Il serait envisagé :
- de fixer des obligations de moyen et de résultat aux plateformes et un renvoi aux législations sectorielles (nationales ou européennes) pour la définition du contenu considéré comme illégal ;
- une possibilité ouverte aux autorités des Etats membres et de la Commission d’auditer les acteurs, pour vérifier qu’ils ont réellement affecté des moyens dans l’assistance dans la lutte contre les contenus illicites ;
- une obligation de transparence à destination des plateformes, afin que les consommateurs soient en mesure d’identifier et de comprendre pourquoi des contenus qu’ils n’ont pas sollicités leur sont présentés ;
- une obligation pour chaque plateforme agissant sur le marché intérieur d’avoir un représentant légal en Europe;
- la mise en place d’une procédure de signalement des contenus illégaux et la possible création d’intermédiaires pouvant déclencher des procédures accélérées concernant certains contenus ;
- la désignation, par chaque Etat membre, d’une autorité de coordination pour la mise en œuvre du DSA.

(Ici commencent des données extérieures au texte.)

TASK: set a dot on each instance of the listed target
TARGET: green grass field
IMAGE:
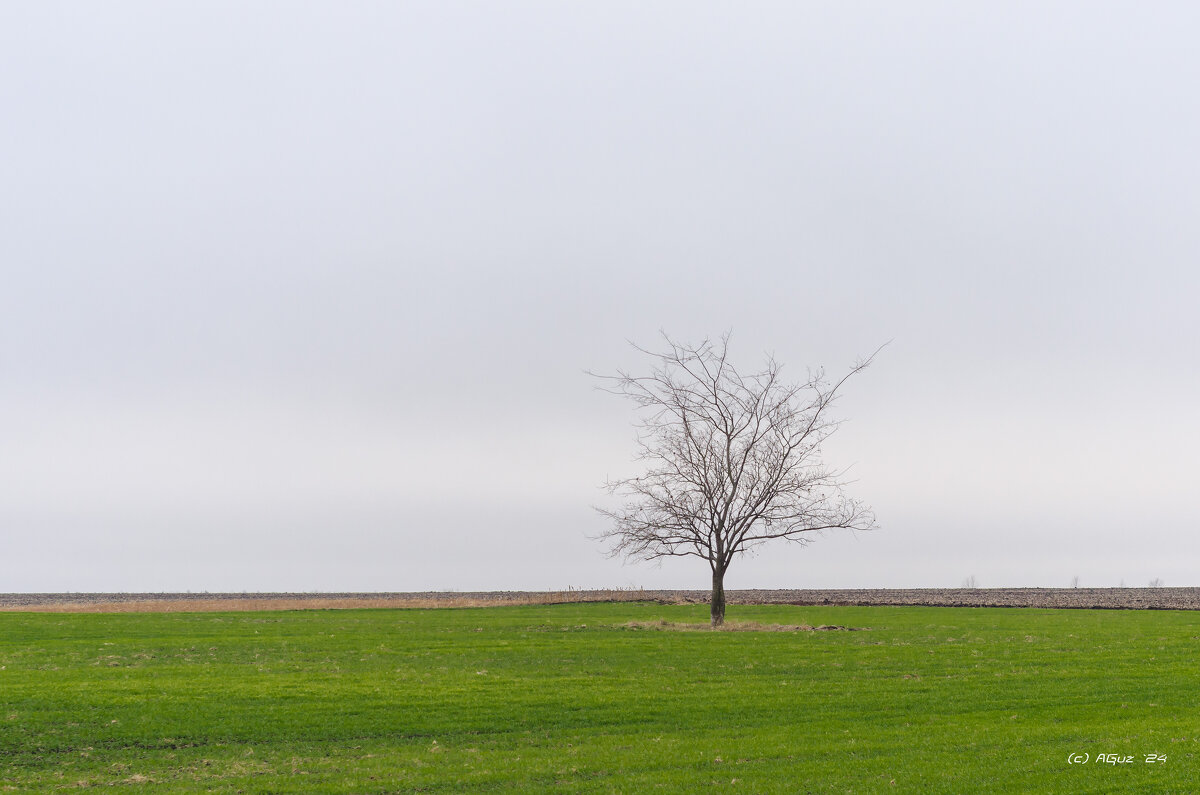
(567, 699)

2. Qu'est-ce que le DMA, le Digital Market Act ?
Le DMA a pour objectif de doter les Etats membres de pouvoirs d’intervention préventifs et instantanés, afin d’agir efficacement sur les plateformes numériques structurantes, agissant comme « gatekeepers ».
Le constat actuel :
- ces plateformes verrouillent les écosystèmes qu’elles exploitent et empêchent les tiers de d’entrer sur leurs marchés pour les concurrencer et les consommateurs de passer d’un écosystème à un autre ;
- les abus et dérives découlant des pratiques mises en œuvre par ces plateformes sont difficilement sanctionnables par les autorités de concurrence, lesquelles ;
- interviennent lorsque la distorsion de concurrence est intervenue et a déjà provoqué des effets irrémédiables;
- prononcent des sanctions qui n’aboutissent pas à une cessation de la pratique incriminée.
Dans ce contexte, le DSA envisagerait de :
- qualifier les plateformes numériques structurantes, via une liste préétablie mais également une série de critères dans un objectif d’évolution des pratiques et d’apparition de nouvelles plateformes.
Pourraient être pris en compte les éléments suivants :
- la taille de la plateforme (notamment au regard du nombre de ses utilisateurs),
- la nécessité ou non pour le consommateur d’utiliser les services de la plateforme (disposant de peu de moyens lui permettant de passer d’un écosystème à l’autre),
- le pouvoir de marché détenu et la durée de détention de ce pouvoir de marché,
- l’intervention de la plateforme sur un ensemble de services constituant un écosystème complet.
- établir pour ces plateformes une régulation ex ante, basée sur une liste d’interdictions et d’obligations spécifiques.
Au sein de ces interdictions sont notamment envisagées :
- l’interdiction de faire jouer une auto-préférence, c’est-à-dire la mise en avant de ses propres services par rapport aux services de tiers utilisant les services de la plateformes ;
- l’interdiction d’utiliser les données non publiques des partenaires commerciaux pour leur faire concurrence au sein de la plateforme.
L’enjeu de ces nouvelles règles tiendra dans la proportionnalité des sanctions.
En effet, le règlement vise à rétablir une concurrence saine et effective entre les différents acteurs du marché. Il ne doit pas non plus aboutir à une dégradation de la concurrence qui pourrait avoir des effets négatifs sur le consommateur et l’innovation.
Selon Thierry Breton, les sanctions seront graduées et proportionnées.
Elles s’étendraient de l’amende à la possible séparation structurelle sur le marché européen entre les différentes activités des plateformes. Ainsi, la sanction du démantèlement n’apparait pas exclue.
Nous serons enfin fixés sur les outils déployés par ces deux règlements structurants le 15 décembre …. Une date attendue par de nombreux acteurs au regard des potentiels effets transformateurs que pourraient contenir ces deux règlements sur le paysage concurrentiel et les outils de régulation.